The high view that Lewis takes of Bunyan’s abilities is perhaps well known. Perhaps a little more surprising would be these tributes from Chesterton.
“The Pilgrim’s Progress certainly exhibits all the marks of such a revival of primitive power and mystery . . . Nowhere, perhaps except in Homer, is there such a perfect description conveyed by the use of merely plain words” (Quoted in Belmonte, p. 205).
“Before the Puritans were swept off the scene for ever, they had done two extraordinary things. They had broken to pieces in plain battle on an English meadow the chivalry of a great nation, bred from its youth to arms. And they had brought forth from the agony a small book, called The Pilgrim’s Progress, which was greater literature than the whole contemporary culture of the great Renaissance, founded on three generations of the worship of learning and art” (Belmonte, p. 206).
To reapply Chesterton from another context, there are certain things a man might want to oppose, but honesty would constrain him to do it without patronizing. And I would argue that the monuments to Puritan literary achievements should be, at the very least, in that category.
“Reformation was less a shopping-list of demands than the choreography for a new dance” (Matheson, p. 9).
All of this has applications for our own time.
“The new vogue for dialogue, satire and narrative history gave priority to story-telling, to the via rhetorica over the via dialectica; conversation, intuition and empathetic imagination took over from logic, paradox from syllogism, open disputations in the ‘public square’ from magisterial pronouncements behind closed doors. These are not just matters of style and form. They point to a fundamentally new way of perceiving and presenting the truth” (Matheson, The Imaginative World of the Reformation, p. 28).
When the Reformation broke out, as Matheson argues persuasively, it was a revolution of the imagination. It was not a matter of one dusty scholastic replacing another, but rather scholastic bores being replaced by the poets and prophets. This state of affairs describes wonderfully the first century (more or less) of the Reformation. Elizabethan Puritans, Tyndale, Luther, and countless others—these men were alive to the grace of God in everything; they were holy, and mischievous. Read over Matheson’s description of the Reformation again. Dialogue. Satire. Narrative. Story-telling. Imagination.

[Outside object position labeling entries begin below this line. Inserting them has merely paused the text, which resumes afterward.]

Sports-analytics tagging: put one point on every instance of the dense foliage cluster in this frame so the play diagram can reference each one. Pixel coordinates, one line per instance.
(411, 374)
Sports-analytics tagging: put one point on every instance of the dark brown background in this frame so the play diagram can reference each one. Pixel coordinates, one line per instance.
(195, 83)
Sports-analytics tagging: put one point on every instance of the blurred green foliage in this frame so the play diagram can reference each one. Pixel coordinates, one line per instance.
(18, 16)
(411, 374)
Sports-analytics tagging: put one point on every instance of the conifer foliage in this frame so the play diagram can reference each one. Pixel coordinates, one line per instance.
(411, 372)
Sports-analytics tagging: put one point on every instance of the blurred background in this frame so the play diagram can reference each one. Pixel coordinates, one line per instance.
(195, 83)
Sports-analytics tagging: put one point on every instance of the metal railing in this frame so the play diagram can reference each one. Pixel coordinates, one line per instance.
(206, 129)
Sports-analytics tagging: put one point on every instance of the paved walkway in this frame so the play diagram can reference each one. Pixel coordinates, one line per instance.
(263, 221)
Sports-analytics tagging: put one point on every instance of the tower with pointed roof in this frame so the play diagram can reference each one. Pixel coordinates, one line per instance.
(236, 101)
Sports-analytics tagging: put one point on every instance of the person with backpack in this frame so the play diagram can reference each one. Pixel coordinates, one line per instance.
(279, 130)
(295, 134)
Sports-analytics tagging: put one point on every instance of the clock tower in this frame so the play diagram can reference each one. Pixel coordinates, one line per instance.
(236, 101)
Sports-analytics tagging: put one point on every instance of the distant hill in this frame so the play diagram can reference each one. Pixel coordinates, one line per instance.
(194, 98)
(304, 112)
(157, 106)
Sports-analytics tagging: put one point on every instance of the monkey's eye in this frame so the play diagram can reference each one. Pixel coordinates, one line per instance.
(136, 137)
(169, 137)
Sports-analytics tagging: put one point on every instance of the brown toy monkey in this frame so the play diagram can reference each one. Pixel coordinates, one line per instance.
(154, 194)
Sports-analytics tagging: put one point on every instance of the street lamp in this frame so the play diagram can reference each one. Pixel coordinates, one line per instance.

Whatever would we do if the spirit of the reformation broke out once again in our Reformed churches of today. I suspect that the curators would do everything in their power to get it all back into the museum cases. If there were to be another Reformation today, who would be the dialecticians resisting it? Who would be the imaginative poets promoting it? What would they be called? What would they be called three centuries after the fact?